Indebted shipbuilder is at risk as corporate bonds near maturity
Mar 10,2017
The Financial Services Commission, the country’s financial regulator, said Wednesday that it will address the aggravating liquidity crunch at debt-ridden Daewoo Shipbuilding and Marine Engineering with a new state-backed bailout plan.

Multiple media outlets reported that the government would inject another 2 trillion won ($1.7 billion) on top of a previous 4.2 trillion won fund, but the Financial Services Commission said it had yet to hammer out the details.

“We have not yet decided whether we will offer additional funding, nor have we settled on an amount,” a source at the commission’s financial and corporate restructuring policy bureau said. “But it is true that we intend to come up with ways to ease the liquidity issue.”

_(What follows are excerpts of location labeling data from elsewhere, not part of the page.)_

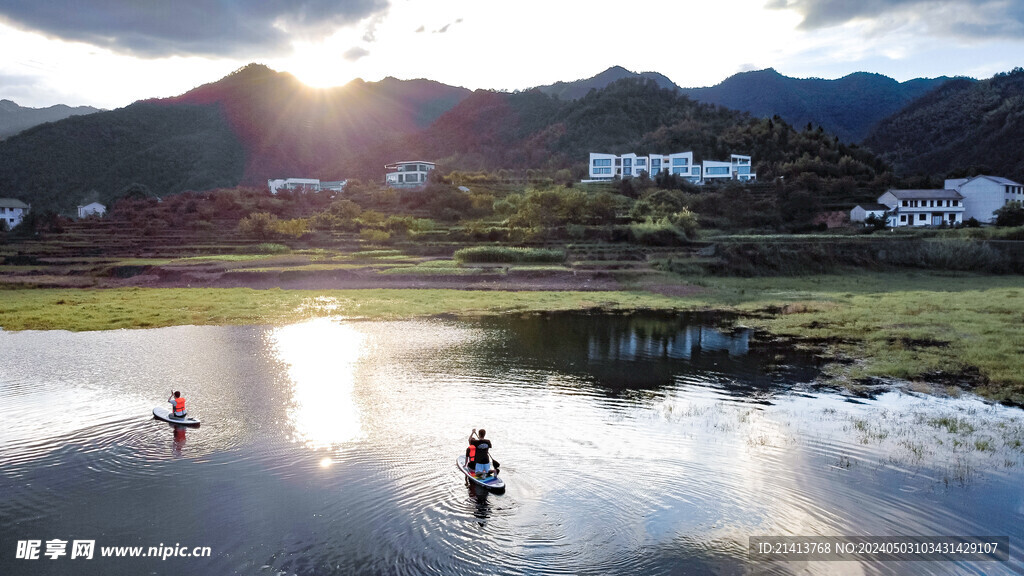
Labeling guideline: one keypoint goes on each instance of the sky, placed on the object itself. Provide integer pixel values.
(108, 53)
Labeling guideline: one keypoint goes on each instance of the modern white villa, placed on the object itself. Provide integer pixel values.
(609, 166)
(923, 207)
(304, 184)
(984, 195)
(11, 211)
(407, 174)
(93, 208)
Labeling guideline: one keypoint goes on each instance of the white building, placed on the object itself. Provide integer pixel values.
(411, 173)
(609, 166)
(93, 208)
(11, 211)
(304, 184)
(984, 195)
(923, 207)
(864, 211)
(737, 168)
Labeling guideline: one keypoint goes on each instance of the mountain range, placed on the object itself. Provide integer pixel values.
(14, 118)
(257, 123)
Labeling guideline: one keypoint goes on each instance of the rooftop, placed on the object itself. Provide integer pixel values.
(926, 194)
(12, 203)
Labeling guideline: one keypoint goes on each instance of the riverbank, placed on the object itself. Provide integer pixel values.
(935, 331)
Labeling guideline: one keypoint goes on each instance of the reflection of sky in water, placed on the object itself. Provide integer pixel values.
(322, 358)
(333, 444)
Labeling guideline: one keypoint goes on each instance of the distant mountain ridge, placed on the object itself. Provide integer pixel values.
(257, 123)
(14, 118)
(847, 107)
(580, 88)
(964, 128)
(288, 128)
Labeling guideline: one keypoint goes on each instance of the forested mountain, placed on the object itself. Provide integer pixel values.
(962, 128)
(15, 118)
(167, 149)
(496, 130)
(579, 88)
(848, 107)
(290, 129)
(245, 128)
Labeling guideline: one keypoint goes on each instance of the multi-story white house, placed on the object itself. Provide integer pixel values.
(923, 207)
(984, 195)
(609, 166)
(412, 173)
(737, 168)
(11, 211)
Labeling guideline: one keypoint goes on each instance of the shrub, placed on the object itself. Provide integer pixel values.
(270, 248)
(659, 233)
(506, 254)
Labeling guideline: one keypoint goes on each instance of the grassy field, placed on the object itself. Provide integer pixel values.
(916, 326)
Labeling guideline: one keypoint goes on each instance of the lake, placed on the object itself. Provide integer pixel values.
(631, 444)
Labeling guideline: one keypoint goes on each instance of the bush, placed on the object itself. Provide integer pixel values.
(659, 233)
(506, 254)
(270, 248)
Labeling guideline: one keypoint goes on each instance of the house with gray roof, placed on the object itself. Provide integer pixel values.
(11, 211)
(863, 211)
(923, 207)
(984, 195)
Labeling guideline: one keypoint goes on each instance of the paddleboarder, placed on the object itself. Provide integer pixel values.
(482, 447)
(177, 405)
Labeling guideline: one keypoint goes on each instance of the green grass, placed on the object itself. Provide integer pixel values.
(899, 325)
(505, 254)
(80, 310)
(914, 326)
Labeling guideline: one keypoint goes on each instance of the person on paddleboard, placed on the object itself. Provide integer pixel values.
(481, 447)
(177, 405)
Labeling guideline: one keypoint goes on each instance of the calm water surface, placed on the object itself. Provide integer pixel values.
(631, 445)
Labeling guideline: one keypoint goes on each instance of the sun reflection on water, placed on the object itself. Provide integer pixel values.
(322, 358)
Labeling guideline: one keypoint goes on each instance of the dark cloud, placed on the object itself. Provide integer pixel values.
(444, 28)
(355, 53)
(971, 18)
(226, 28)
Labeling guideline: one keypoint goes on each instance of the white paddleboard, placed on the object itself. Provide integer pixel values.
(491, 482)
(165, 414)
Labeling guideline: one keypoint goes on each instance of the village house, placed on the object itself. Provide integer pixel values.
(12, 211)
(923, 207)
(93, 208)
(985, 195)
(304, 184)
(863, 211)
(603, 167)
(410, 173)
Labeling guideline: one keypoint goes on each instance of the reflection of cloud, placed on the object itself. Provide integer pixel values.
(229, 28)
(965, 18)
(354, 53)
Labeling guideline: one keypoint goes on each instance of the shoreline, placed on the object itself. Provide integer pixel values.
(936, 332)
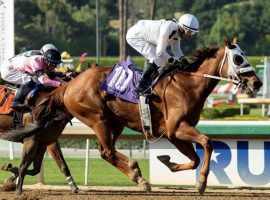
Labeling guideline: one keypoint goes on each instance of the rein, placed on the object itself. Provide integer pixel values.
(237, 82)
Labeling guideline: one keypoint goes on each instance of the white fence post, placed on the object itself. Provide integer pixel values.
(11, 151)
(86, 162)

The move comes as DSME’s hundreds of billions of won in corporate bonds are about to reach their maturity this year. The most impending deadline is April, when 440 billion won are due to mature, followed by another 300 billion won in July and 200 billion won in November.

DSME must pay back at least 1.6 trillion won in debt, including corporate bonds and promissory notes, by the end of 2018.

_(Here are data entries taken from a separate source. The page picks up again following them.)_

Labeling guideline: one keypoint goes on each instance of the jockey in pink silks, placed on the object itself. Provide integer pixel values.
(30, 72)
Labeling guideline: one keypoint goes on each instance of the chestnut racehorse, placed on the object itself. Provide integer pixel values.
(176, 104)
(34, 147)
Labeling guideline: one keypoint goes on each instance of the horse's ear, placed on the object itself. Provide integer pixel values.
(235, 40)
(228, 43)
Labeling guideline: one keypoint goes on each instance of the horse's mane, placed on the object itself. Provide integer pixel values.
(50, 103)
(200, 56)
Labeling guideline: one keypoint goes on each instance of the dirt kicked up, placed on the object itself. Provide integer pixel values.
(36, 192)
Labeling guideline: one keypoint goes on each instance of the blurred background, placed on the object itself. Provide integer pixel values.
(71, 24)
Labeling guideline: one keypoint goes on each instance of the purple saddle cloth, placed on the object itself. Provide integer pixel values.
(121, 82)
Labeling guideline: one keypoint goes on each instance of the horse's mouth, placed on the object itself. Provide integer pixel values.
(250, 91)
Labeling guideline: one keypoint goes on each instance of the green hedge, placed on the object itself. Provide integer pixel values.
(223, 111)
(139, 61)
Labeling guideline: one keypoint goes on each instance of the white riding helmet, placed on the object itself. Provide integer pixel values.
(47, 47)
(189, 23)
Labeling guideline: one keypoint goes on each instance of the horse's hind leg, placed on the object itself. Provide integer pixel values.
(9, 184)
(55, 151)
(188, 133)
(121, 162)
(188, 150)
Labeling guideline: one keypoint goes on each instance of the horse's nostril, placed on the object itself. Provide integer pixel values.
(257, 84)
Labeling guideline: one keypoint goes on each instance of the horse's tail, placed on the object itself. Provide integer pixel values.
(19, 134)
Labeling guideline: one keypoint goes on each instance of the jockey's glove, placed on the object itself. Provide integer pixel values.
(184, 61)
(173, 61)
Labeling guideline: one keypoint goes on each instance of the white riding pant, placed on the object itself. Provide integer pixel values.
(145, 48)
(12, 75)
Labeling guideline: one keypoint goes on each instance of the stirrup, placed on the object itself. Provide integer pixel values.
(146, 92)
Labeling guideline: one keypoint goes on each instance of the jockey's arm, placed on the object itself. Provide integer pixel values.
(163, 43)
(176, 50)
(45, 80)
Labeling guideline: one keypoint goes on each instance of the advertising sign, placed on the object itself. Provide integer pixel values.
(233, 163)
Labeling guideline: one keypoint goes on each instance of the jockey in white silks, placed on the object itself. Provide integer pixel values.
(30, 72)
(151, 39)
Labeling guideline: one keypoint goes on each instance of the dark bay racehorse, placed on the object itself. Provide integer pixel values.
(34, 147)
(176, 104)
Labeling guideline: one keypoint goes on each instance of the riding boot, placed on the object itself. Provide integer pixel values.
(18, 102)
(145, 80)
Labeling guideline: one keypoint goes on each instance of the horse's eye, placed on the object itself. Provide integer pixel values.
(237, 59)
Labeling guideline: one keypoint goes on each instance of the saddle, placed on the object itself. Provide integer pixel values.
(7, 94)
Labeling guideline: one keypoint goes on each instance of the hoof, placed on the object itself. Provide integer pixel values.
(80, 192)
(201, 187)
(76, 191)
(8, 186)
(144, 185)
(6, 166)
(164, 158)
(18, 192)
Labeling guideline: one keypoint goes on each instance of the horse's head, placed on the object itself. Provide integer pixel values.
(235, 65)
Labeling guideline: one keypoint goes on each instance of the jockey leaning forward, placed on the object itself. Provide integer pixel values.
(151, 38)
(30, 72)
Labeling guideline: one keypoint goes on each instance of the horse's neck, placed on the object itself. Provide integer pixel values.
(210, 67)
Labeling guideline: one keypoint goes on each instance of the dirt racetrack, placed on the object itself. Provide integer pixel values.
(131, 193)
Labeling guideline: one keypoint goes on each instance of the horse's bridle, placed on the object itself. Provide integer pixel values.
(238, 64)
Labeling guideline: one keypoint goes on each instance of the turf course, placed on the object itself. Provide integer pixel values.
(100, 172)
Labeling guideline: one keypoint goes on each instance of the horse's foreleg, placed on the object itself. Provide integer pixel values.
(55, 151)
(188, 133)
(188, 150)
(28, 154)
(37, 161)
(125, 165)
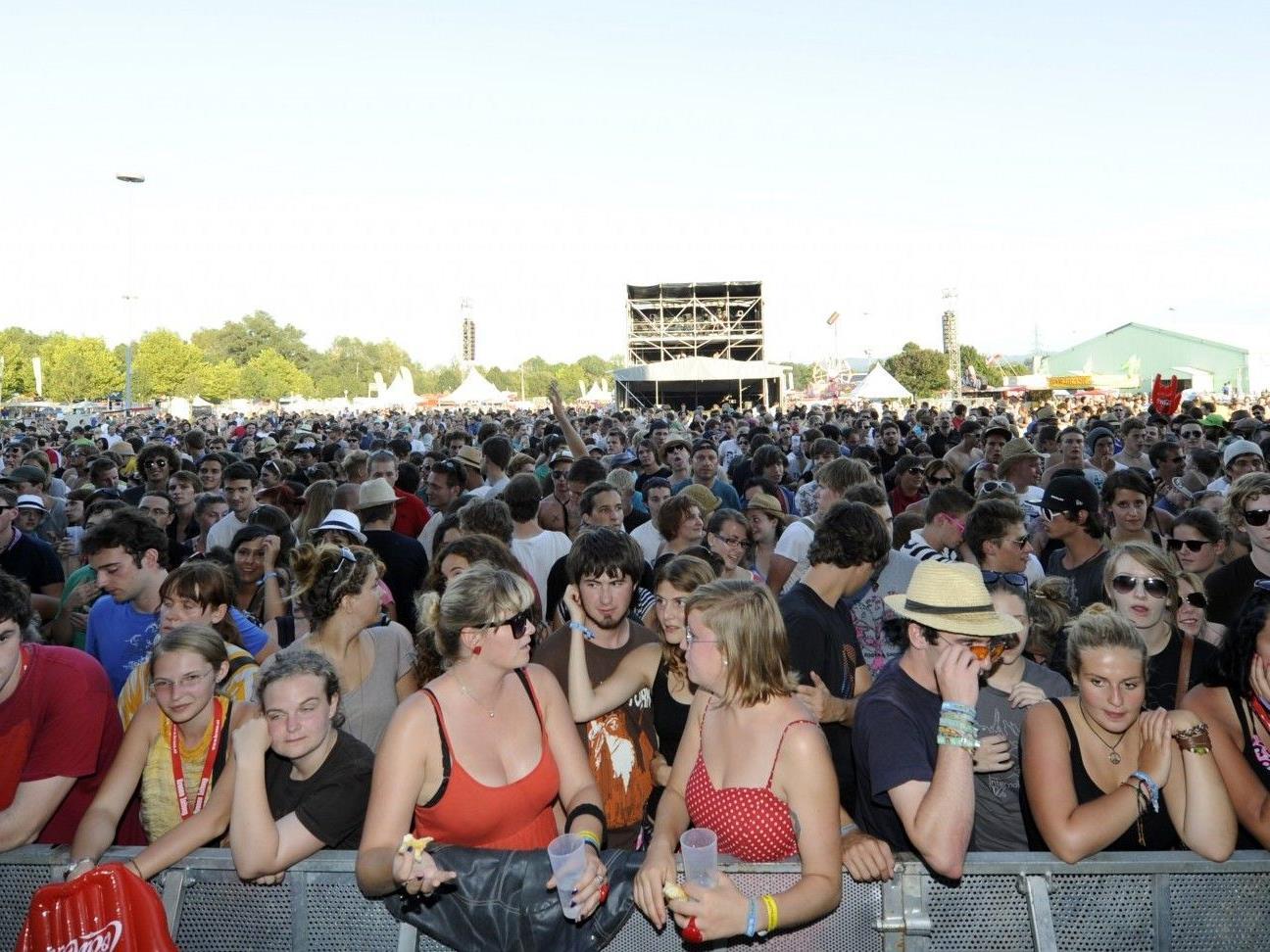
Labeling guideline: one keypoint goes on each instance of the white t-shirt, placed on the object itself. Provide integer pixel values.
(794, 545)
(539, 553)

Lee Dong-geol, chairman of the state-run Korea Development Bank, said the first priority is to secure the payment and stressed that no more taxpayer money should be put into DSME’s restructuring efforts. Korea Development Bank is the main creditor of DSME.

“We’ll look into different ways,” he said, “but the basic stance is that under no circumstance should more taxpayer money be spent on DSME.”

Observers see Lee’s comments as directed at commercial banks that are also creditors. Korea Development Bank and the Financial Services Commission hoped that the banks would shoulder the burden of bailing out DSME, but so far, most of the funding has primarily come from the state-run Korea Development Bank and Export-Import Bank of Korea.

The shipbuilder has already spent a majority of the 4.2 trillion won in state support, but it’s still showing little sign of recovery. The funds were decided on the assumption that the troubled shipbuilder would achieve yearly orders of 11 billion won, but DSME’s actual performance in 2016 stood at 13.6 percent of the estimation, causing further capital shortage.